Throughout the service, we respond in union with Christ, our great High Priest, and in the power of the Holy Spirit.  Our response includes prayer, praise, thanksgiving, and joyous singing.  Because God gives what He requires, we are able to believe His Word, join in psalms, hymns, and spiritual songs, give tithes and offerings to Him for the work of the Church, receive the feast of the Kingdom, and commit ourselves to serve Him and our neighbors in all of life. This is the heart of what it means to be the Church: God calls us out of the world to renew covenant with Him and worship Him in the heavenly sanctuary. Through the means of grace, He gives us the gifts of the Kingdom: life, wisdom, and glory. Jim Jordan has helpfully pointed out that these three gifts correspond to the contents of the ark of the covenant in the Most Holy Place (the jar of manna, the ten words, Aaron’s rod that blossomed); thus, in worship God opens up his heavenly treasury to us. At the4 end of the liturgy, He commissions us to go back into the world to disciple the nations, to do unto others as He has done unto us, to spread these gifts to others. Worship transforms us so that we can transform the world, thus shaping and remaking culture.

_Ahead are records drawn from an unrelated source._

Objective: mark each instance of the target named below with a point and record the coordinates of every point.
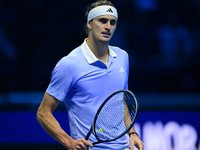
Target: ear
(89, 24)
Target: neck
(99, 49)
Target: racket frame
(92, 129)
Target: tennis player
(84, 79)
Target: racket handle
(88, 135)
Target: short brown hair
(93, 5)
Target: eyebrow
(107, 19)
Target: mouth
(106, 34)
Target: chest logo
(121, 69)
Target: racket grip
(88, 135)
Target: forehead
(109, 17)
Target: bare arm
(52, 127)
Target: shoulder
(119, 51)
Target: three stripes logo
(109, 10)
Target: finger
(88, 143)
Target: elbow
(38, 116)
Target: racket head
(116, 116)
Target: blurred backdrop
(162, 38)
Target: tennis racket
(115, 117)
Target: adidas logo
(109, 10)
(121, 70)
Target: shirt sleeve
(61, 80)
(127, 72)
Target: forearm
(53, 128)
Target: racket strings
(115, 116)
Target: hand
(80, 144)
(135, 141)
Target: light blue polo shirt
(83, 82)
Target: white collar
(91, 58)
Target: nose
(108, 26)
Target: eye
(113, 22)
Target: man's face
(102, 28)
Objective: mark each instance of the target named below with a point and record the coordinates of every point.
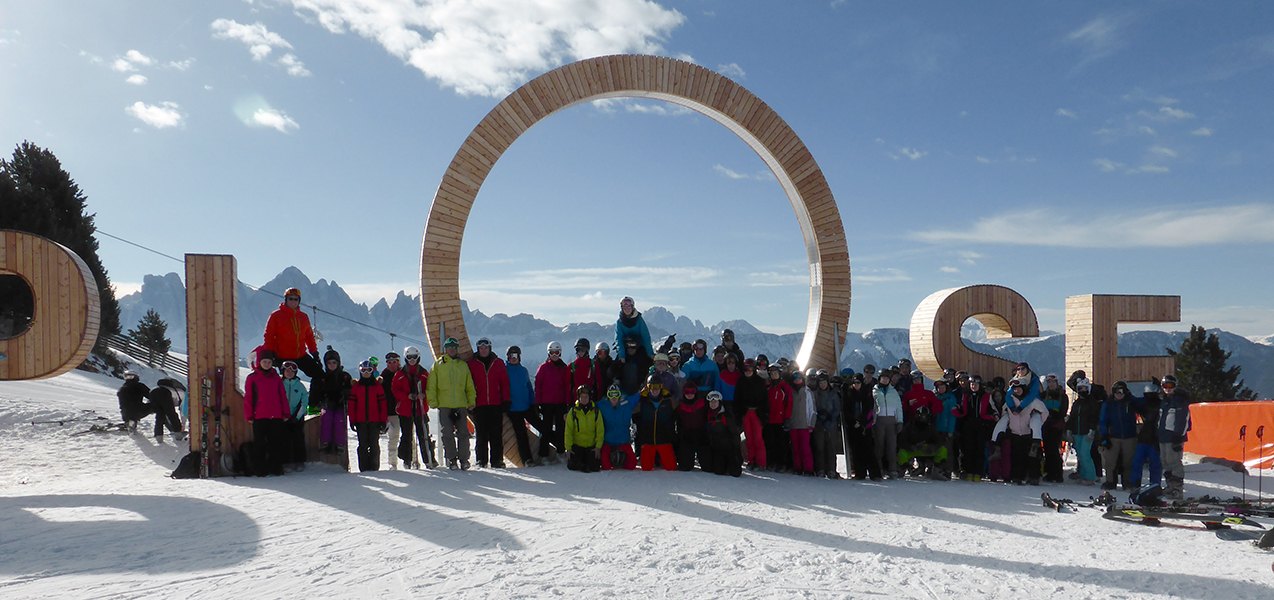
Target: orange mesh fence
(1218, 431)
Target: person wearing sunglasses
(553, 398)
(631, 324)
(452, 392)
(289, 336)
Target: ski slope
(96, 516)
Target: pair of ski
(1066, 505)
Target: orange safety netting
(1217, 429)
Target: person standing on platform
(289, 336)
(451, 391)
(491, 382)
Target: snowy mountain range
(166, 294)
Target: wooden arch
(656, 78)
(935, 342)
(65, 322)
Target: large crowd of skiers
(679, 407)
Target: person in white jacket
(1023, 419)
(888, 423)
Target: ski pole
(1242, 440)
(1260, 477)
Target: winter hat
(331, 356)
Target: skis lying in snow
(1156, 516)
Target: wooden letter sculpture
(65, 322)
(935, 342)
(656, 78)
(1092, 335)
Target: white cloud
(166, 115)
(294, 66)
(1098, 37)
(274, 119)
(731, 70)
(139, 59)
(735, 175)
(1167, 114)
(607, 278)
(259, 38)
(1245, 223)
(491, 47)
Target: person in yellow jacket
(451, 390)
(584, 433)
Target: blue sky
(1055, 148)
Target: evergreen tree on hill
(46, 201)
(1202, 370)
(152, 334)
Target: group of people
(680, 408)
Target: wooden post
(212, 334)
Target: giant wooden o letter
(935, 342)
(641, 77)
(65, 321)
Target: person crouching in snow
(584, 433)
(724, 456)
(265, 407)
(368, 417)
(654, 418)
(617, 443)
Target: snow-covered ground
(96, 516)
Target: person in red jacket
(491, 382)
(413, 410)
(919, 396)
(368, 417)
(553, 398)
(265, 408)
(289, 336)
(779, 396)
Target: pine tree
(152, 334)
(1202, 370)
(46, 201)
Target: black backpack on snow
(189, 466)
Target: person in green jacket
(584, 433)
(451, 391)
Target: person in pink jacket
(491, 382)
(553, 398)
(265, 408)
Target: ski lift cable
(312, 307)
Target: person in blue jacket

The Gospel, the Liturgy, and the Rest of Life

    There is a connection between how we worship and how we live. The Church fathers had a slogan to encapsulate the transforming power of such worship: “Lex orandi, lex credendi,” meaning, “As a man worships, so he believes.”  Who you worship and how you worship shapes how you believe and live. The Bible’s liturgical pattern of calling, confession, cleansing, consecration, communion, and commissioning impresses the Gospel story upon us each Lord’s Day, crafting us into a humble, obedient, service-oriented community.   While we usually think it is our theology that will shape our worship, the reverse is also true.  Worship and doctrine mutually regulate and inform one another; the relationship is a two way street.  Thus, a Gospel-shaped liturgy shapes us into a Gospel-shaped people.  

The rest of the Christian life flows out of the Divine Service. Because God has called us together, we find that we want to continue experiencing rich, loving fellowship with one another throughout the rest of the week.  Because God has forgiven us, we forgive others, even seventy times seven (Matt. 18:22).  Because God has taught us, we are driven to teach others, that they may share in the wisdom God has gifted to us.  Because God has mercifully served us, we mercifully serve others.  Because God has fed us His Son and clothed us in His righteousness, we are compelled to feed and clothe others.  Because God has called on us to give generously, a tithe and above, we learn to be disciplined and generous stewards of our possessions in all of life.  Because God has preached the Gospel to us, we are led to preach it to others, that they may be brought into Christ’s new humanity as well. Thus, liturgy provides a model for all of life, training us to serve as God’s royal priesthood, in a broken, fallen world as ambassadors of redemption and hope.